Having an interest in psychology (it was one of the subjects that I studied at university many years ago), I came across something written about coloured letters of the alphabet, and I learned that this experience is a scientifically recognized thing, and that it has a name – synaesthesia. I was intrigued to learn that other people experience numbers and letters as having their own colours which never change. I had thought that it was only my own peculiarity, and I knew that it was a bit strange and I could think of no explanation for it. Having good sense, I had never mentioned it or discussed it with anyone else. It was nice to know that it is a harmless oddity that is really fairly common, but often kept secret. Some years later I found out that there is a group of online tests that one can do to verify if one has various types of colour synaesthesia such as coloured letters, numbers, days of the week and months.

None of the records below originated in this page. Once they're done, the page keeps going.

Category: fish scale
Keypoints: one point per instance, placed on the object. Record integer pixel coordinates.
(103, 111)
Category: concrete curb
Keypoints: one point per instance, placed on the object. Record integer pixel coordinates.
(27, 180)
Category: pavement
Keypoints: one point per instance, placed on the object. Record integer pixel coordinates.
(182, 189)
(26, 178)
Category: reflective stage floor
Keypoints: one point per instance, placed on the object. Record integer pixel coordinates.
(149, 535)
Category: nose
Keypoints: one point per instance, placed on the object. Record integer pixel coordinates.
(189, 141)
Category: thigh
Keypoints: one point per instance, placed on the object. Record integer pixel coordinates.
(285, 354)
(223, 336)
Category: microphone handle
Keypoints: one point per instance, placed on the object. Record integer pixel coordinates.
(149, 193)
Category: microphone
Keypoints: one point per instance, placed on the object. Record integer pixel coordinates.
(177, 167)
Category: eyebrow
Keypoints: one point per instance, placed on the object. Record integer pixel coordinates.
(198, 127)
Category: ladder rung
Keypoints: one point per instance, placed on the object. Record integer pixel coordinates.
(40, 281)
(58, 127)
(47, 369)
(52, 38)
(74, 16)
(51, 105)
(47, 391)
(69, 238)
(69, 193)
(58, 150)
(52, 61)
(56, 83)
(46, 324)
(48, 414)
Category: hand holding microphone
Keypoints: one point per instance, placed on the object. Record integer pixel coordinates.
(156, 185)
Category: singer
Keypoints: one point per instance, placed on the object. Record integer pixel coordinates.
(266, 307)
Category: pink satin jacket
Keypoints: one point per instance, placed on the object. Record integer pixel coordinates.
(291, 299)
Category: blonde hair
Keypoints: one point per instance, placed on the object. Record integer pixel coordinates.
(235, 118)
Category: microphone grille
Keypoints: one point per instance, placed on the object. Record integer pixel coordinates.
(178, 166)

This group of tests is the Synesthesia Battery. It also includes some test involving musical notes which I have no clue about. I believe this battery is the work of a team of researchers at an American university, and after doing it, I can see that it is a test that would be hard to cheat. The beauty of this test is that it relies on genuine synaesthetes using their synaesthesia to outperform non-synaesthetes. I had a go at the tests of coloured things, and my scores were thus:

Grapheme Color Picker Test – Score: 0.38

“In this battery, a score below 1.0 is ranked as synesthetic. Non-synesthetes asked to use memory or free association typically score in the range of a 2.0. A perfect score of 0.0 would mean that there was no difference in the colors selected on each successive presentation of the same letter.”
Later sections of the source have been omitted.